The Nervous System, a series of works and performances begun in the mid-1970s, often saw Ken and Flo Jacobs operating two projectors to conjure an illusion of three dimensions from one two-dimensional film shown out of sync by no more than a single frame. Reviewing the 2011 collection Optic Antics: The Cinema of Ken Jacobs for Artforum, P. Adams Sitney declared that these were “the most impressive paracinematic works we have ever seen.”

“These works are as vital and challenging as anything done in the history of avant-garde film,” wrote Tom Gunning on the occasion of a 1989 retrospective. “I have never watched a Nervous System performance without the vertiginous sensation that I was teetering out of control on the brink of some primal threshold. One begins to synthesize spaces that make no sense (the moments in all the films when foreground and background seem to change places), and to envision images that aren’t truly there (the monstrous faces that seem to materialize in the flames of the ‘wall of death’ stunt that opens The Whole Shebang [1982/2019]).”

Jacobs presented Perfect Film (1986) exactly as he found it, a string of outtakes from a 1965 television report on the assassination of Malcolm X. Jacobs discovered the footage on a reel he picked up on Canal Street for five dollars. For Gunning, “Perfect Film starkly reveals Jacobs’s paradoxical view of filmmaking as a process that doesn’t necessarily require a filmmaker’s conscious intentions to be meaningful.”

The seven-hour Star Spangled to Death, on the other hand, was the result of half a century of on-again, off-again intentional tinkering. “Not so much his masterpiece as his trash-heap Colossus, the film imagines the exhaustion of the late 1950s from the horror of the Bush II years,” wrote Whitney Strub for Screen Slate in 2020.

Azazel Jacobs told Arlette Hernandez that the “strangest thing about the film is that it’s unrelentingly about depressing, horrific things, and at the same time, I find it an extremely joyful movie, ultimately. It does seem to be an oddly optimistic film about just being grateful to be alive and to have this time on this world and this planet.” Dispatching from Rotterdam to Senses of Cinema in 2004, Genevieve Yue called Star Spangled “incredibly entertaining, funny, and accessible—perhaps more so than any avant-garde film I’ve ever seen.”

But Jacobs was also “a tireless artistic whistleblower, documenting and cataloging the ugliest aspects of American culture,” wrote Michael Sicinski for Notebook in 2015. “From blackface and animal torture in Star Spangled to Death, through colonialist aggression in Camera Thrills of the War and Making Light of History: The Philippines Adventure, and the resistance to official history in more recent works like Circling Zero: We See Absence and Blankets for Indians, Jacobs has consistently made films that reject the spectacles and bromides with which the power elite mean to keep us pacified and uninformed. For Jacobs, it is never enough to promote beauty. He must also combat stupidity.”

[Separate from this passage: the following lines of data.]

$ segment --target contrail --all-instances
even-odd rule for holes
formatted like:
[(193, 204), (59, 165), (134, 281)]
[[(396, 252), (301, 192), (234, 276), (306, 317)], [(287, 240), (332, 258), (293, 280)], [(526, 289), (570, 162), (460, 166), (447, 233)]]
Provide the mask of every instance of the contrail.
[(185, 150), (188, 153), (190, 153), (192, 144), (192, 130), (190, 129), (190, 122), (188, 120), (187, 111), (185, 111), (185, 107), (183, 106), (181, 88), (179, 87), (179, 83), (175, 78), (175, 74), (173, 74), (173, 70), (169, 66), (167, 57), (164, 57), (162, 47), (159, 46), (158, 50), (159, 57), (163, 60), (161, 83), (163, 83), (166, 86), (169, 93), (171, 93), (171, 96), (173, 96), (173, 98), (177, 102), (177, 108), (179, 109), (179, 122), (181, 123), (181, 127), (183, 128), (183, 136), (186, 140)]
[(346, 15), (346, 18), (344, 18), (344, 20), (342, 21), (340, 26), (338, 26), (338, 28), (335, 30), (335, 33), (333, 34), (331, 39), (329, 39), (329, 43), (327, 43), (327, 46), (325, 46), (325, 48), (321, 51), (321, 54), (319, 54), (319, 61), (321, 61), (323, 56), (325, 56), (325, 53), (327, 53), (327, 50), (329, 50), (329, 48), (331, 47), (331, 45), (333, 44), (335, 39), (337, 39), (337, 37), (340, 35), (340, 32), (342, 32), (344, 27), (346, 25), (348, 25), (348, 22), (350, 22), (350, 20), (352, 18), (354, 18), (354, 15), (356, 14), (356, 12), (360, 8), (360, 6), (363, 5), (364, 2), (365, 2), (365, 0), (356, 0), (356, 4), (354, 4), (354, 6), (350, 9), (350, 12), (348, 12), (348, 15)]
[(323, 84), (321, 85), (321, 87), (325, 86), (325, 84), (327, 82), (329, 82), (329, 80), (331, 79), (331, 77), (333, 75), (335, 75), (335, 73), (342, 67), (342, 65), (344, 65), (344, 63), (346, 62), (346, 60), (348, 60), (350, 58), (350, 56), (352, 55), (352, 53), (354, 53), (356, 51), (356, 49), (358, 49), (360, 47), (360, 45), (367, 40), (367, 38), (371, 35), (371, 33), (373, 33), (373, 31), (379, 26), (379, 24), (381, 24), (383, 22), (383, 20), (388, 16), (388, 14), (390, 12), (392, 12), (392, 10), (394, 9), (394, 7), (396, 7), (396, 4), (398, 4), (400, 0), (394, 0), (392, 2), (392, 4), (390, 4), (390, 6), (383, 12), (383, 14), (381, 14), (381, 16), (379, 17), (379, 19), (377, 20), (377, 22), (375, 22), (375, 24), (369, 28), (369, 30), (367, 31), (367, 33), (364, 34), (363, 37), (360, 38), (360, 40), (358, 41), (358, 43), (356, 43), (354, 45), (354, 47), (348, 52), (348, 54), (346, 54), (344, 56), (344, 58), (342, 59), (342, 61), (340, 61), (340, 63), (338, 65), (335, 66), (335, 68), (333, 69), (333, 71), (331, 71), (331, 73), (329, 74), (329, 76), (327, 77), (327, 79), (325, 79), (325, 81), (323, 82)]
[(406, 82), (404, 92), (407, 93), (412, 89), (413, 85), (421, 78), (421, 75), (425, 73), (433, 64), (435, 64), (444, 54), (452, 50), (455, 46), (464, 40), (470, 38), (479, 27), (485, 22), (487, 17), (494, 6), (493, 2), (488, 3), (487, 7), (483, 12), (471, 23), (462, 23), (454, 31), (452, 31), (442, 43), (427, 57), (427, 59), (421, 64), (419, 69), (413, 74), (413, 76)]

In 2019, Jacobs completed a project begun fifty-five years earlier that bore witness to the vanishing of a neighborhood beneath the Brooklyn Bridge. “Like earlier versions of The Sky Socialist,” wrote Amy Taubin for Film Comment, “the latest to carry that title still brings to mind the Bob Dylan lyric, recorded during that same mid-1960s moment, ‘She knows there’s no success like failure / And that failure’s no success at all.’ While that might seem equivocal, I mean it as high praise. The Sky Socialist: The Environs, however, is a masterpiece, not only of avant-garde movies, or cityscape movies, or documentary essays, but a movie masterpiece, no modifiers needed.”